Most of the interesting historical buildings of Ypres were destroyed between 1914 and 1918. What a terrible irony that the city of Ypres, which began in the tenth century as a cluster of small huts situated on swampy ground, should be reduced to that squalid state again. When the townspeople returned to their smashed city, they decided to rebuild it exactly as it had been in its heyday. All the work involved in the rebuilding was paid for by Germany, as one of the penalties imposed upon it by the Treaty of Versailles, which officially ended the war in 1919. It took more than forty years to rebuild the razed city, and now much of Ypres is the same age as Canberra. While the emphasis has been on the medieval and later splendour of the city, the First World War is not forgotten.

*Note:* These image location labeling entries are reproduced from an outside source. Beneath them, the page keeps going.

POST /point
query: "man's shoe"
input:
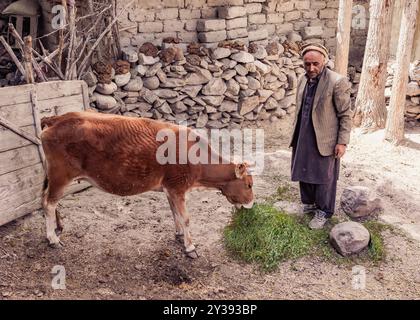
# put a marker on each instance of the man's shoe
(309, 208)
(319, 220)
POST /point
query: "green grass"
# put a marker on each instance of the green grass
(266, 236)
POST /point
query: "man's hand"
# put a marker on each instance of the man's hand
(340, 150)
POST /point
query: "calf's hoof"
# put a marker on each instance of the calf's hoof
(192, 254)
(179, 238)
(56, 244)
(59, 230)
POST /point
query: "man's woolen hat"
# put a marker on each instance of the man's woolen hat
(315, 47)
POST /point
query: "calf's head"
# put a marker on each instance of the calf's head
(239, 191)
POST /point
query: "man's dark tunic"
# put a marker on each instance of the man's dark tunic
(317, 174)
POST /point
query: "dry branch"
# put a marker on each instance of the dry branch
(86, 59)
(12, 55)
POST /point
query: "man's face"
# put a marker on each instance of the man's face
(314, 63)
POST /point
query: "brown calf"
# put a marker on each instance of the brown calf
(118, 155)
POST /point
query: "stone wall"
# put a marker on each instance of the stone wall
(210, 21)
(214, 88)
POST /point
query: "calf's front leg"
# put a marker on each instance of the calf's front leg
(181, 216)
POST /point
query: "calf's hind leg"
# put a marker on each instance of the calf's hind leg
(52, 194)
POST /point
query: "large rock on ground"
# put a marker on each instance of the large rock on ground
(349, 237)
(359, 202)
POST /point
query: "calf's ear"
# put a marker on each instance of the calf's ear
(241, 170)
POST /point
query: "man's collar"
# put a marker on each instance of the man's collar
(316, 79)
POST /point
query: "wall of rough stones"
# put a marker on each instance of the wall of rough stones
(219, 88)
(248, 20)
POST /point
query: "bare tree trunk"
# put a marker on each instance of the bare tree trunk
(370, 101)
(72, 30)
(395, 123)
(343, 36)
(27, 57)
(61, 34)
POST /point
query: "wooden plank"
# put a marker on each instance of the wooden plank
(21, 114)
(7, 216)
(7, 124)
(10, 140)
(45, 90)
(12, 182)
(59, 106)
(21, 172)
(10, 96)
(58, 89)
(16, 159)
(18, 114)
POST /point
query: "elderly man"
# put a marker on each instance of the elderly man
(321, 133)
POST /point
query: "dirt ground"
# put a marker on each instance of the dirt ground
(124, 247)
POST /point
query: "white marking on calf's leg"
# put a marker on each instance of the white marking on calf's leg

Housed in the rebuilt Cloth Hall is the Salient 1914—18 War Museum. The museum has concerned itself with every aspect of the Great War, particularly as it relates to the Ypres salient. As well as dioramas, including one of the old Menin Gate, models, badges, weapons, equipment, photographs, pictures, maps, relics of old Ypres, documents and uniforms (including a First World War Australian uniform presented to the museum in 1986 by the Australian War Memorial), the museum holds the Web Gilbert bronze casting of Digger. The city of Ypres received the honours of the British Military Cross and the French Croix de guerre, and both these and their documents are also displayed.
From 1964 to 1968 the city of Ypres became a `twin town' with cities in Germany, Britain and France. While the idea of twinning between towns and cities has great merit, the Australian War Memorial has a more permanent reminder of friendship and commemoration between Australia and Ypres in the two huge battle-scarred guardian lions. Their reconstructed forms, complete with their shields, now give Australians an inkling of the heritage of Ypres that they represent.